The 2022 M.L.B. Season
“Chill out, all right? Don’t attempt to strike everybody out. Strikeouts are boring! Besides that, they’re fascist. Throw some ground balls, it’s more democratic.”
- Look Good, Feel Good, Play Good. Smell Good?: For various players, a heavy dose of cologne or women’s perfume is the unlikeliest of performance enhancers.
- The Third Baseman’s Gambit: Manny Machado is the most popular hitter in baseball, and he’s coming on your Queen.
- The Loneliest Team in Baseball: The Oakland Athletics gutted their roster and flirted with Las Vegas. Now their fans look like in full revolt.
- King of Throws: Tom House has spent his life helping superstars get even higher. With a recent app he desires to fix young pitchers before they develop bad habits.
To hitch the 60-homer club, he probably must match, and even exceed, his profession high of 155 games played: In Major League Baseball’s eight 60-homer seasons, the players averaged 156.8 games.
It’s a feat that requires remarkable durability and consistency, a reality emphasized by the incontrovertible fact that in six of the eight instances, the player was later connected to performance-enhancing drugs. And since of injuries and regression to the mean, even players who got off to hotter starts than Judge cooled off because the season chugged along.
McGwire was well on his approach to a 3rd straight 60-homer season in 2000, with 20 through 40 games, but injuries limited him to 89 games and 32 homers. Albert Pujols had 20 through his first 40 games in 2006, but finished with 49. Luis Gonzalez had 20 through 40 games in 2001, but fell wanting 60, hitting 57. He recovered well enough, looping an R.B.I. single off Mariano Rivera to clinch Game 7 of that 12 months’s World Series for Arizona.

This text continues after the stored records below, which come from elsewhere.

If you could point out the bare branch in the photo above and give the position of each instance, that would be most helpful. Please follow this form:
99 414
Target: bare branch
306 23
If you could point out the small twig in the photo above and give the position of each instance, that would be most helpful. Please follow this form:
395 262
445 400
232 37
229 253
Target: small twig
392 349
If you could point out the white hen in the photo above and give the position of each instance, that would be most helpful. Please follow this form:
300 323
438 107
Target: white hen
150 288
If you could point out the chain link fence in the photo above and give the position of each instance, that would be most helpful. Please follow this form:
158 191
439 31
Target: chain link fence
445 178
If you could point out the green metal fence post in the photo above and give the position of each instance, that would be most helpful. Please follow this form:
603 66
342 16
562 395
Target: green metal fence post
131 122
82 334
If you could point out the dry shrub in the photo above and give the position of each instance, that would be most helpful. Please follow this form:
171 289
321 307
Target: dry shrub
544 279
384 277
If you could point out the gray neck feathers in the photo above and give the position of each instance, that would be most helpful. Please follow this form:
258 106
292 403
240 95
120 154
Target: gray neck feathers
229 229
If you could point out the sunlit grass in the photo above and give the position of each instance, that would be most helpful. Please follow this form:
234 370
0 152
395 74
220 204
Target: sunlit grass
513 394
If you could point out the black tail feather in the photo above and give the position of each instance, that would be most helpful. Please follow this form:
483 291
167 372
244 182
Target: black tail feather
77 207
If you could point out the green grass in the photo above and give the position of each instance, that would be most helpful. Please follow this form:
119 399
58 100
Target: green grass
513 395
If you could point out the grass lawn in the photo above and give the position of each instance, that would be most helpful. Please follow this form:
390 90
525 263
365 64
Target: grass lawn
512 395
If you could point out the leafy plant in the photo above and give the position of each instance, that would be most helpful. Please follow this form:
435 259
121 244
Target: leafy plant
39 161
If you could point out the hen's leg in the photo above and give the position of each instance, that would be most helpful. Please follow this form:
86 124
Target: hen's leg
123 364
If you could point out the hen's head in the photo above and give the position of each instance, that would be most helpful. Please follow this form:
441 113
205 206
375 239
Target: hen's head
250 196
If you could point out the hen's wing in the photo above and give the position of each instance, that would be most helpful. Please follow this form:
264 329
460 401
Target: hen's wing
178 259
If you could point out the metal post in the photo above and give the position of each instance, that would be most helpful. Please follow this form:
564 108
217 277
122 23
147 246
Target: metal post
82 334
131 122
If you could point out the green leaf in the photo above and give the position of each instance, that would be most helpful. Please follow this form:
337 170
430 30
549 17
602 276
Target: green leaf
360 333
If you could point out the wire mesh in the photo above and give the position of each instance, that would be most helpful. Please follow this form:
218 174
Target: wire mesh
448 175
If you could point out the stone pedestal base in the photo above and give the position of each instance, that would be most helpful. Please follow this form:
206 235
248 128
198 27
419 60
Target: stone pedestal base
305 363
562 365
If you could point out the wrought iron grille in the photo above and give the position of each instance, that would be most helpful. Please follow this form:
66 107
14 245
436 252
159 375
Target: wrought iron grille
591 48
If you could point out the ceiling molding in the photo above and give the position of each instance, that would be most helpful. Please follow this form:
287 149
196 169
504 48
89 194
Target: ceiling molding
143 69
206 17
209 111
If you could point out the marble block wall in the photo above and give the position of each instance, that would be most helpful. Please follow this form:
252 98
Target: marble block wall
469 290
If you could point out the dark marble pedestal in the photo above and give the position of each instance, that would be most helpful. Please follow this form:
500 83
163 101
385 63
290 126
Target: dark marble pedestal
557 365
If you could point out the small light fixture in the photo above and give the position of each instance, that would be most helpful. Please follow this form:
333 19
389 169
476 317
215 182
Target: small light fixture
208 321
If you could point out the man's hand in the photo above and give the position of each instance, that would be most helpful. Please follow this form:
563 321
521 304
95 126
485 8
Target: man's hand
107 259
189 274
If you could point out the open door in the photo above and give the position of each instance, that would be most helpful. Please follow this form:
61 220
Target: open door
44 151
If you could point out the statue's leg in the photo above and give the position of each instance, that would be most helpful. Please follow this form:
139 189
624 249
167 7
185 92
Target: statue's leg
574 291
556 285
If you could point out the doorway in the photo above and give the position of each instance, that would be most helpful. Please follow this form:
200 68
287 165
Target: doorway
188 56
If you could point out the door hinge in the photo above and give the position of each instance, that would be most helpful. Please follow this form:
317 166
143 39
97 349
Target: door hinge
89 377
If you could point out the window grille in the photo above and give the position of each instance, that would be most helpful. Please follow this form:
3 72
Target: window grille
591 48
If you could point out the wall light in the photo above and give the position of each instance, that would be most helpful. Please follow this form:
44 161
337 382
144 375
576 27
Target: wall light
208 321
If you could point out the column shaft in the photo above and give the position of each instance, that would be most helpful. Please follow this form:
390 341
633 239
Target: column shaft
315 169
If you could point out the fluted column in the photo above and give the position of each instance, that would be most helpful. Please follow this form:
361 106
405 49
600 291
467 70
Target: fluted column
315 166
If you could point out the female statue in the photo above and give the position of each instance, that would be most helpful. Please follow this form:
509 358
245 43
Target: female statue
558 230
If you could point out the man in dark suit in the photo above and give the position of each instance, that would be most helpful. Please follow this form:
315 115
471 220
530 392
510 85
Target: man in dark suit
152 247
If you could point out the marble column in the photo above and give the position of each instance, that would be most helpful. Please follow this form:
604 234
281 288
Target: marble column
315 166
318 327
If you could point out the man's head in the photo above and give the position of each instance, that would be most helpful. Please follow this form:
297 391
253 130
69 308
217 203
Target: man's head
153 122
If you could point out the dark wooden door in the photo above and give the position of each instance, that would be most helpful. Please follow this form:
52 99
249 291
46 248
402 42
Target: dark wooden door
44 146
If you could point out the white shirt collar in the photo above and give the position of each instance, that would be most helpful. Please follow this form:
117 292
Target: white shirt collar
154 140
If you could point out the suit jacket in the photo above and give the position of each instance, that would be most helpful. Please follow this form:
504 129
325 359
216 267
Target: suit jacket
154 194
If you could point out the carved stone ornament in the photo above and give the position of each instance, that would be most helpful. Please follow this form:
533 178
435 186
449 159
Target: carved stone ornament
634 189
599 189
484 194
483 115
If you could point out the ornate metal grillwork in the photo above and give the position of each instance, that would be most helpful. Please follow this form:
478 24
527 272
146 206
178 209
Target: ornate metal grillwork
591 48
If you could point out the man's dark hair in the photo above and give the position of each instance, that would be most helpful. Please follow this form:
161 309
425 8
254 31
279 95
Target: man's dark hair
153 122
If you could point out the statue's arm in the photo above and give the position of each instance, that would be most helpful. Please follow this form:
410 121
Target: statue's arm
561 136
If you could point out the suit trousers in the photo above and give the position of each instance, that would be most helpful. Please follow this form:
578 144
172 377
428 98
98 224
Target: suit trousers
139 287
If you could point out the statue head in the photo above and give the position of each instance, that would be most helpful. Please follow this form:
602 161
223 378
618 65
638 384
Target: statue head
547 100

Three players (Mickey Mantle, Bonds and José Bautista) had 19 through their first 40 games of a season, and so they finished with 56, 49 and 43 home runs. Ten have had 18, and only two of those reached 50 for the season. Due to injuries, Gary Sánchez (2019) and Eric Davis (1987) didn’t even reach 40.
Judge is more likely to cool off even when he stays healthy. Many batters find that the ball carries higher because the weather warms, but Judge has typically done most of his damage in April, May and September, averaging a homer every 11.6, 11.4 and 11.1 at-bats in those months. In June, July and August, when he has ceaselessly handled nagging injuries, he has homered every 14.5 at-bats.
For now, the Yankees are having fun with the show. Next month, the team is anticipated to learn how much they should pay him this season — The Recent York Post reported his long-delayed arbitration hearing is scheduled for June 22 — and after the season, it’s going to learn how much he’s value on the open market.
If he stays mostly healthy and tops 50 homers for the second time in his profession — or if things go perfectly and he gets to 60 — which will result in a cope with a complete value of $300 million or more. If such a dream season also includes leading the Yankees to their twenty eighth World Series title, they might be glad to pay him that much.